I'm sorry if it has been ask before but I couldn't find the proper answer to my question.
For a better understanding, let me briefly explain the context of my problem
Context
I have two images (A and B) with non planar object on it. I would like to be able to take the coordinate of a pixel pA from A and project it into B. Since my scene is not planar, I can't use homography. What I want to do is first project my pixel pA into the 3D world and then project the result into the image B to get pB. pA (2D) -> pWorld (3D) -> pB (2D). Fortunately, I know the coordinate z of pworld. My question concerns the first step pA (2D) -> pWorld (3D).
Question
How to project my 2D point pA (u,v) into the world (pWorld=(X,Y,Z)), Z being given? I also have the extrinsic matrix Rt (3x4) and the intrinsic matrix K (3x3) of my camera.
What I tried
I know that :
s*(u v 1)' = K * Rt * (X Y Z)' [1]
s is the scale. But I would like to have the opposite process, Z being given. Something like:
(X Y) = SOMETHING * (u v)
I can rewrite [1] to get
s*(u v 1/s 1/s)' = G * (X Y Z 1)'
with G = (l1 l2 l3 l4) (l means line)
l1 = first line of (K*Rt)
l2 = second line of (K*Rt)
l3 = 0 0 1/Z 0
l4 = 0 0 0 1
G is invertible and I can then have
(X Y Z 1)' = inv(G) * (us vs 1 1)'
But I can't use that since I don't know the scale. I think I'm a bit confused concerning this scale thing. I know usually we normalized to get rid of it but here, I can't.
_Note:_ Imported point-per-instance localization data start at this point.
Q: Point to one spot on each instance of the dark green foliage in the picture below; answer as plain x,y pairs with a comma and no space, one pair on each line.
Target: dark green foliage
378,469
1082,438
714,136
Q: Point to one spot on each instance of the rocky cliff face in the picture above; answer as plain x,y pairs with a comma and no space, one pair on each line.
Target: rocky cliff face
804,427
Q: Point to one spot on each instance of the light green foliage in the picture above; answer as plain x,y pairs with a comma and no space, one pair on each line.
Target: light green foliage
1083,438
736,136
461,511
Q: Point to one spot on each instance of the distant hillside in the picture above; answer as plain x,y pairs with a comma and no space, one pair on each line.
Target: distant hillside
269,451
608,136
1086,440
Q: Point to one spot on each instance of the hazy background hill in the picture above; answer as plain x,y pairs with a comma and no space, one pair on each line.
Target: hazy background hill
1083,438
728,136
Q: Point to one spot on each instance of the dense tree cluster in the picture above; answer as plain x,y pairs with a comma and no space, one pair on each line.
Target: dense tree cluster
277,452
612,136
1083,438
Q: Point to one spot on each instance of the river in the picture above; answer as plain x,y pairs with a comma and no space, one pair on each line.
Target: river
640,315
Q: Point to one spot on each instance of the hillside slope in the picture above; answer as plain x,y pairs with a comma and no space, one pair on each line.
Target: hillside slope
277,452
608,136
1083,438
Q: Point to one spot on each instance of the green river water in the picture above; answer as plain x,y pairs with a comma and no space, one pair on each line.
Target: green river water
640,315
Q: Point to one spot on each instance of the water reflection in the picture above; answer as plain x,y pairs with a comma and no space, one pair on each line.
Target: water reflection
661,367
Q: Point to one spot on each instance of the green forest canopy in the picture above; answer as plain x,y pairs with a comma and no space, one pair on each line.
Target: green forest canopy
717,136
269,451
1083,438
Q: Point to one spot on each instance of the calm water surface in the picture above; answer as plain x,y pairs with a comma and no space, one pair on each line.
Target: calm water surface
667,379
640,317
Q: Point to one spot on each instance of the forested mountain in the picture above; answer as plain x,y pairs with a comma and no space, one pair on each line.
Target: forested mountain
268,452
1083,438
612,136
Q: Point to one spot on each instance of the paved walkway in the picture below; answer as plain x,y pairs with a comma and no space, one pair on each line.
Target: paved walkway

Maybe that's not the good way to proceed. If someone can explain me the good way, I would be really glad to hear about it.
Thank you in advance.
I found a solution but it is damn ugly.
Let's consider the 3x4 matrix M:
M = K*Rt = (mij) 1<i<3, 1<j<4
For simplification, let's also consider the coefficients A and B:
A = (m12-m32*u)/(m22-m32v)
B = (m31*u-m11)/(m31*v-m21)
The notation explained, let's move on to the system. As I said, the system is:
s*(u v 1)' = M*(X Y Z 1)'
We have 3 equations and 3 unknowns : s, X and Y. We can notice that:
s = m31*X + m32*Y + m33*Z + m34
Note that if you want to project into the camera coordinates system and not in the world coordinates system (similar to a case where there is no rotation and translation), you have s = Z which is a way easier system to solve (example here To calculate world coordinates from screen coordinates with OpenCV)
With this in mind, we can reduce the original system into a system of 2 equations with 2 unknowns (X and Y):
Then, after some calculations, we finally get:
X = [Z*((m23-M33*v)*A-m13+m33*u) + (m24-m34*v)*A-m14+m34*u ] / [A*(m31*v-m21)-m31*u+m11]
Y = [Z*((m13-m33*u)-B*(m23-m33*v)) + m14-m34*u-B*(m24-m34*v)] / [B*(m22-m32*v)-m12+m32*u]
It is the expression of X and Y in function of u, v and Z. I tested that with my project and it was working.
Don't know if there is a cleaner way to compute that (with Matrix and stuff), but that's all I could come up with for now.